Against all the odds at the start of his administration President Donald Trump has, up to this point at least, had a positive impact on emerging economies.
When Trump entered the White House in January, there were many reasons for large emerging markets to be anxious about the new administration. Analysts argued the president’s proposed tax cuts and increases in infrastructure spending would widen the US budget deficit and cause the domestic economy to overheat. This would force the Federal Reserve to tighten monetary policy to prevent inflation. This, in turn, would again attract capital to the US and strengthen the dollar.
Some emerging markets, especially China and Mexico, feared that the Trump administration would veer sharply towards highly protectionist trade policies, damaging their export-led economic growth. The president made many campaign promises to confront currency manipulators and tear up bilateral deals like the North American Free Trade Agreement which he feels disadvantage the US.
But Trump’s administration has failed to deliver on its economic agenda. The promised tax reform programme and infrastructure spending increases were postponed after a failed attempt to overhaul Obamacare. There are growing doubts about whether Trump has sufficient political capital to get a deeply divided Congress to adopt his budget proposals. And although the president has refused to subscribe to G20 countries’ pledge not to intensify trade protection, Washington has not branded Beijing a currency manipulator and Nafta is still in effect.
The consequence of Trump’s failure to advance his economic programme has been to delay further Fed interest rate increases. It has also undermined foreign investor confidence in the US economy, contributing to a weaker dollar. Since January 2017, in spite of heightened geopolitical tension that would normally support the dollar, the world’s reserve currency has lost more than 10% of its value.
Emerging markets welcome low US interest rates and a weak dollar. Low rates generally keep capital flowing to emerging markets, as investors are forced to stretch for yield abroad. A weak dollar usually boosts international commodity prices, a boon to commodity-dependent emerging economies.

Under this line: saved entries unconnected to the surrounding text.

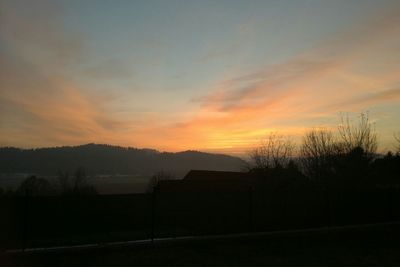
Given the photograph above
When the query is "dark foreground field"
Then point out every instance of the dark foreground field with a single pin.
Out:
(377, 245)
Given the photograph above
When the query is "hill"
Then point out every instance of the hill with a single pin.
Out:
(107, 159)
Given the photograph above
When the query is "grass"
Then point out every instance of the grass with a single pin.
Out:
(365, 246)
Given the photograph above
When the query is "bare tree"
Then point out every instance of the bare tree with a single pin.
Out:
(274, 152)
(397, 138)
(345, 152)
(318, 152)
(360, 135)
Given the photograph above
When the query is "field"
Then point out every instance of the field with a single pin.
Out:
(372, 245)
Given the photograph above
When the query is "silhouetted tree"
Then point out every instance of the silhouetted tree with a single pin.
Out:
(361, 136)
(344, 155)
(275, 151)
(319, 152)
(397, 138)
(76, 184)
(34, 186)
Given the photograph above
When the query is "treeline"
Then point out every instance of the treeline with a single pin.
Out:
(344, 156)
(107, 159)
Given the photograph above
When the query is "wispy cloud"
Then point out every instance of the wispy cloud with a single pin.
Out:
(349, 72)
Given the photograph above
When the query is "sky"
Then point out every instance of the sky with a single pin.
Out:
(214, 76)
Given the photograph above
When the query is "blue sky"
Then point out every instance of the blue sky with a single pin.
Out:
(207, 75)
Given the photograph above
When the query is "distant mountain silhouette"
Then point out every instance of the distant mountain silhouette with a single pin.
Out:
(108, 159)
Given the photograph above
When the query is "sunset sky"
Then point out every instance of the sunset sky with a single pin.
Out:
(213, 75)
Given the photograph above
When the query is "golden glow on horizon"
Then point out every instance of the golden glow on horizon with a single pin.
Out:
(355, 71)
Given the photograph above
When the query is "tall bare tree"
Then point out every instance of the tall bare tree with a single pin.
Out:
(318, 152)
(358, 135)
(275, 151)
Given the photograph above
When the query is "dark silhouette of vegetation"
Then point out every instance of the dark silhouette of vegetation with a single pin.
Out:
(76, 184)
(157, 177)
(336, 178)
(35, 186)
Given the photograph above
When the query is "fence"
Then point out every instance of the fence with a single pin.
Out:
(58, 221)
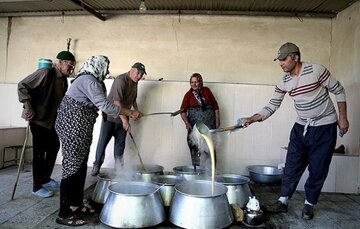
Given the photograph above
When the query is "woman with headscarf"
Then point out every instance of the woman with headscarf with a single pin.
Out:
(199, 105)
(75, 121)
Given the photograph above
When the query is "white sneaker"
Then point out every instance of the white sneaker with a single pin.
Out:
(43, 192)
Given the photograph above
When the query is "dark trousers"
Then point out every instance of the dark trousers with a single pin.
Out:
(72, 190)
(45, 149)
(109, 130)
(314, 150)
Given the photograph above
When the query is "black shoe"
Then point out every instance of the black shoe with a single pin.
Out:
(308, 212)
(276, 207)
(95, 171)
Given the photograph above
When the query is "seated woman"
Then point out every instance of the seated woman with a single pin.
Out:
(199, 105)
(75, 121)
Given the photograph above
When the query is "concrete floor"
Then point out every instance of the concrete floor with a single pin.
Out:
(334, 211)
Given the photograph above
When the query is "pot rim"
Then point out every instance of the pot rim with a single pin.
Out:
(176, 179)
(153, 168)
(134, 183)
(252, 169)
(216, 184)
(179, 170)
(246, 180)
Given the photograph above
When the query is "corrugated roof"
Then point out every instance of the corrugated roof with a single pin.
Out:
(105, 8)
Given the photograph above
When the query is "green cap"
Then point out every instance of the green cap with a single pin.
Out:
(140, 67)
(65, 55)
(285, 50)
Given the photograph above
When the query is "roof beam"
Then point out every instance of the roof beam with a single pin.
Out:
(89, 9)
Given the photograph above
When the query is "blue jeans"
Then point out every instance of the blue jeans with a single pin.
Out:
(314, 150)
(109, 130)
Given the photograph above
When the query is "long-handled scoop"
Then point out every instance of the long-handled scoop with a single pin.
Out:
(226, 129)
(138, 152)
(172, 114)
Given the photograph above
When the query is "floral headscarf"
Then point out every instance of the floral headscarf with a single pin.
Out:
(96, 66)
(197, 93)
(199, 78)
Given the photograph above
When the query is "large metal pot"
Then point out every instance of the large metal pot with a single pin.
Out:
(195, 206)
(101, 191)
(147, 173)
(238, 188)
(265, 174)
(133, 205)
(188, 172)
(167, 189)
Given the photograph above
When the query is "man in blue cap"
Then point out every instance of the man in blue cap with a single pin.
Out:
(41, 93)
(123, 91)
(313, 136)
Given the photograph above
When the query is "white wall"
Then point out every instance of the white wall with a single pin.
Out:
(233, 53)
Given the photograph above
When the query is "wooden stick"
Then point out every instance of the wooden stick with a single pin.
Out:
(21, 160)
(138, 152)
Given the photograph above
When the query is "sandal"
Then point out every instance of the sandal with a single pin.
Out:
(85, 209)
(71, 221)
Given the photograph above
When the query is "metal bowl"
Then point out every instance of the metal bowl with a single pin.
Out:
(149, 172)
(188, 173)
(133, 205)
(265, 174)
(195, 206)
(167, 186)
(238, 188)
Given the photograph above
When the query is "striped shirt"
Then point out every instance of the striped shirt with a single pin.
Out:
(310, 92)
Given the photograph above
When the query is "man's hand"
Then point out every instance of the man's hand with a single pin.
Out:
(135, 114)
(126, 125)
(246, 121)
(29, 114)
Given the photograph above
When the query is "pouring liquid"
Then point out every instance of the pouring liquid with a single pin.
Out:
(210, 144)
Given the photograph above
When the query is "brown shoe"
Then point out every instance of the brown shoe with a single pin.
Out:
(276, 207)
(307, 212)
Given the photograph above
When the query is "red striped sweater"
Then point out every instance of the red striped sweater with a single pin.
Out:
(310, 92)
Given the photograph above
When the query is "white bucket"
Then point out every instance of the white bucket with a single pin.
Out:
(44, 63)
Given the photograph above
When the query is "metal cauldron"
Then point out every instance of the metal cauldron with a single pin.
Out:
(265, 174)
(133, 205)
(195, 206)
(238, 188)
(149, 172)
(167, 189)
(188, 172)
(101, 191)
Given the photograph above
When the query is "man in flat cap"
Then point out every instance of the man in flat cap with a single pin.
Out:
(41, 93)
(313, 136)
(124, 92)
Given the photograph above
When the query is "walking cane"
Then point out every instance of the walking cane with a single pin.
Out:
(21, 160)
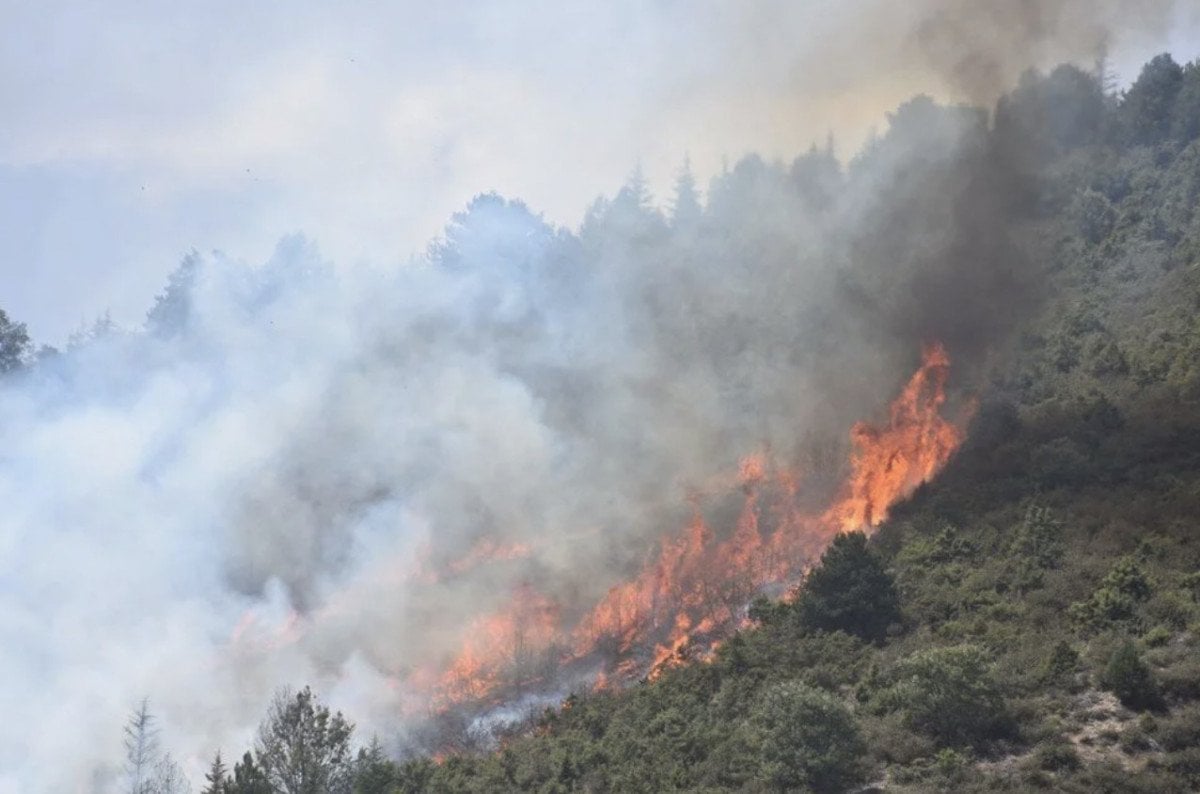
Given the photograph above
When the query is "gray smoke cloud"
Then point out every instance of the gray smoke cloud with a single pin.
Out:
(252, 489)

But in a booming market, it can be difficult to distinguish between those economies with strong fundamentals, and those which merely look strong in the light of buoyant conditions. This explains why, in today’s environment of low interest rates and a weak dollar, emerging markets like Brazil, South Africa and Turkey can still access the global capital market on good terms, despite their unsound economic and political fundamentals. It also might explain why a country like Argentina can issue a century bond even though it has defaulted on its debts five times over the last 100 years. Or why war-torn Iraq’s bond placement in August was four-times over-subscribed.
Policy-makers in emerging markets are mistaken if they believe these favourable circumstances will continue indefinitely. They should take advantage of the opportunities that these conditions afford them to prepare for the difficult times that might lie ahead – the Fed is expected to raise rates in December, which may engender capital flowing from emerging markets back to the US. Policy-makers in these economies must address those fundamental weaknesses and imbalances that continue to make them all too vulnerable to any drop in global liquidity.
Desmond Lachman is a Resident Fellow at the American Enterprise Institute. He was formerly a Deputy Director in the International Monetary Fund’s Policy Development and Review Department and the Chief Emerging Market Economic Strategist at Salomon Smith Barney.